A URL is what you see in a browser’s address bar and it stands for “Uniform Resource Locator”. If we equate this to sending a letter via post mail, then URL is the address that you write on the envelope.
e.g. http://www.ktlsolutions.com
Similar to real-world addresses getting more specific in terms of Address Line 2, zip code, country, etc., URLs can have a specific path as well.
e.g. https://www.ktlsolutions.com/blog/
URL’s can also be used to pass even more information which can be used by servers, and this information is called Query String, it appears after a ‘?’ and is separated by ‘&’. https://www.ktlsolutions.com/?s=Minal+Wad&submit=y
URLs can be entered in address bars or can simply be hidden in links/text. Click me to go to Google will take you to google as there is a hidden URL linking this text to www.google.com
Resource Locator
Suppose you type http://www.ktlsolutions.com then what comes after “://” is the hostname and it basically points to a computer IP address e.g. 192.168.0.101. There are computers that map domain names to IP addresses and they are called DNS (Domain Name Service).
Data (Request/Response)
Once you have located a resource to make a request, you may need to send additional information to the server. Parameters need to be passed if you are asking for search results, or if you fill an online form then the values need to be taken back to the server. The results that are sent back fro the server are nothing but a form of data. So, the data needs to travel back and forth, and it needs to be formatted using HTTP standards so that any server in the universe can interpret the request and send back a conforming response. It’s really just a standard. A “Request” is the data that is sent to the server and “Response” is what is sent back.

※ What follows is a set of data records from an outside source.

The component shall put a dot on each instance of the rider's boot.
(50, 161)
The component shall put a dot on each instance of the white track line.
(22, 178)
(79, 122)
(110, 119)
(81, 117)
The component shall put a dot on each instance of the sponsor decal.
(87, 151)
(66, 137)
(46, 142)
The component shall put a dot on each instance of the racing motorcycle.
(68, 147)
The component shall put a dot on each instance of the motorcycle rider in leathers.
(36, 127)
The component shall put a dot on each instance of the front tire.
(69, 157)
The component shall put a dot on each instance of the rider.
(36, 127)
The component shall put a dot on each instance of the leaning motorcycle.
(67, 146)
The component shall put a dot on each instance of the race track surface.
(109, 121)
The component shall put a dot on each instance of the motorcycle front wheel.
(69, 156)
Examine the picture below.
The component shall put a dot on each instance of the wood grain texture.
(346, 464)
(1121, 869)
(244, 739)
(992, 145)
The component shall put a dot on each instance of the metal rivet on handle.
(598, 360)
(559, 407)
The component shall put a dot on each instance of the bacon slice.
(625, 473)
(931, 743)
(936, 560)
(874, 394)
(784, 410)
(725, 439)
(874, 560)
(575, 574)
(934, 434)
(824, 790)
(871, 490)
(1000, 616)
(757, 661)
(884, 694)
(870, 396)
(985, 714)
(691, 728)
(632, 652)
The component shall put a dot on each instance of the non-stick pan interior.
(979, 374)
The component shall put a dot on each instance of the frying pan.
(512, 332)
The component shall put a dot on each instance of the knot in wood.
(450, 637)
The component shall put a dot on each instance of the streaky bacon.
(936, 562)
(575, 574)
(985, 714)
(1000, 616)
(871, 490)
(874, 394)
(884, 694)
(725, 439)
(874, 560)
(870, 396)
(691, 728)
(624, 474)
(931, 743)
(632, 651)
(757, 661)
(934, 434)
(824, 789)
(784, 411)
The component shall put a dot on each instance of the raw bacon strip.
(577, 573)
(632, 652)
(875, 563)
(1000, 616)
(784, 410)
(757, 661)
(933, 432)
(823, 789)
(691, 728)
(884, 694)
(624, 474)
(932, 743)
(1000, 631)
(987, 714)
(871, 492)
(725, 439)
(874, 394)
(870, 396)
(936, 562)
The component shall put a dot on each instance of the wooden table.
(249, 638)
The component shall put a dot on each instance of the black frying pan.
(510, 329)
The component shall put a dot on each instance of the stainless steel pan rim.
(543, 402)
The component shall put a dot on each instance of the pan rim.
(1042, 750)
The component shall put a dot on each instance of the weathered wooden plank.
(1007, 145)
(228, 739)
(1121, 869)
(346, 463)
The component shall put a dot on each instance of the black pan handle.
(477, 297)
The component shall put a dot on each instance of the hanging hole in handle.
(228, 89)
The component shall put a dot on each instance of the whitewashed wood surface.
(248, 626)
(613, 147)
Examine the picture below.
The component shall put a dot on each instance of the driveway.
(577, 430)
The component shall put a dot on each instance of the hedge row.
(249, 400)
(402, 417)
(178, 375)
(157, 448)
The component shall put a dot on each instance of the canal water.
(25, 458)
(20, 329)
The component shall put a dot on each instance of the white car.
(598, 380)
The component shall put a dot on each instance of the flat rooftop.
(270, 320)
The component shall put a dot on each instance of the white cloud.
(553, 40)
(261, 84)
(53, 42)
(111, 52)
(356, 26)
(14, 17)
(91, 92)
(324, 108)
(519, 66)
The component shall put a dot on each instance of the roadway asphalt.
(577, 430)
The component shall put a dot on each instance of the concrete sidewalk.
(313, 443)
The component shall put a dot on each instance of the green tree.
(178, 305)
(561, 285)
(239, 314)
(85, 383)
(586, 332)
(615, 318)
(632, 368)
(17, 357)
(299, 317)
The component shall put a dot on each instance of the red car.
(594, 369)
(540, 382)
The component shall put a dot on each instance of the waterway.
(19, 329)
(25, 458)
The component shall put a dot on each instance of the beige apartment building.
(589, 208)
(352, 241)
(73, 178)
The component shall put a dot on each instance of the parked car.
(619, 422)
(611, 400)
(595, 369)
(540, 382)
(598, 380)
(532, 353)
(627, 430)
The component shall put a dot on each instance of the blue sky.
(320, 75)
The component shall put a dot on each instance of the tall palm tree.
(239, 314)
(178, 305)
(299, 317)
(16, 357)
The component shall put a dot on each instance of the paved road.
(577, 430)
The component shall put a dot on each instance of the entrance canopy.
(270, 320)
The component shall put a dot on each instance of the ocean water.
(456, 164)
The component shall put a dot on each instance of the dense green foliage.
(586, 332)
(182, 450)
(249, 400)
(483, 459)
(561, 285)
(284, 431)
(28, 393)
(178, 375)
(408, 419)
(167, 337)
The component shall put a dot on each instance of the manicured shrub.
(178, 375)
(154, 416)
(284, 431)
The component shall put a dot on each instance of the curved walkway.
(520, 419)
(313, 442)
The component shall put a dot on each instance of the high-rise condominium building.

What lies underneath HTTP?
When you type a URL in the address bar and press enter, there are 2 main steps that happen.
Step 1
The first step is to communicate to the DNS server and get the IP address of the destination server. This communication can happen through ethernet or phone line or some other means such as Radio or Satellite. Once an IP address is obtained then an HTTP Request is formed and another communication is made to destination server. The server then sends back HTTP Response and the browser displays the result. This is all at the application level where a browser is a client and server is the provider. But we haven’t discussed how the messages actually cross network and reach the server. There are layers of protocol that operate below HTTP. The layer just after HTTP is a Transport Level protocol called TCP. The main job of TCP is to make sure that the message is delivered, carefully avoiding any duplicates or erroneous packets. Next in line is a Network Level Protocol called IP (Internet Protocol). It divides the message into small packets and then reassembles them back at the destination. These packets travel through the network from one computer to another to finally reach destination server.
Step 2
A client (bowser in our case) then needs to extract the host name and open a TCP socket writing data in it. The rest is taken care of by TCP/IP protocols. Everything we talked so far happens inside the computer, but the data eventually has to leave the machine and travel over a piece of wire, a fiber optic, or satellite and this is the lowest level called Data Link Layer. Using Ethernet, data packets received from IP Protocol becomes frames and Data travels in 0’s and 1’s and electric signals. Eventually when the data is reached at the destination, reverse engineering happens and data travel back from IP to TCP to HTTP and interpreted by a browser to display results.
What is HTTPS, then?
HTTPS is just Secured HTTP. One of the strengths of HTTP is that it is textual and self-describing, but this can be dangerous when dealing with sensitive data such as credit card information or personal information. Secure HTTP solves this problem by encrypting messages before the messages start traveling across the network. In the network protocol stack, an additional security later exists between HTTP and TCP using TLS (Transport Layer Security Protocol) or SSL (Secure Sockets Layer). The destination server needs to buy an SSL certificate from a certificate authority which can validate its authenticity. All traffic over HTTPS is encrypted, including Request, Response, Query Strings, HTTP headers, Message Body, etc. are encrypted.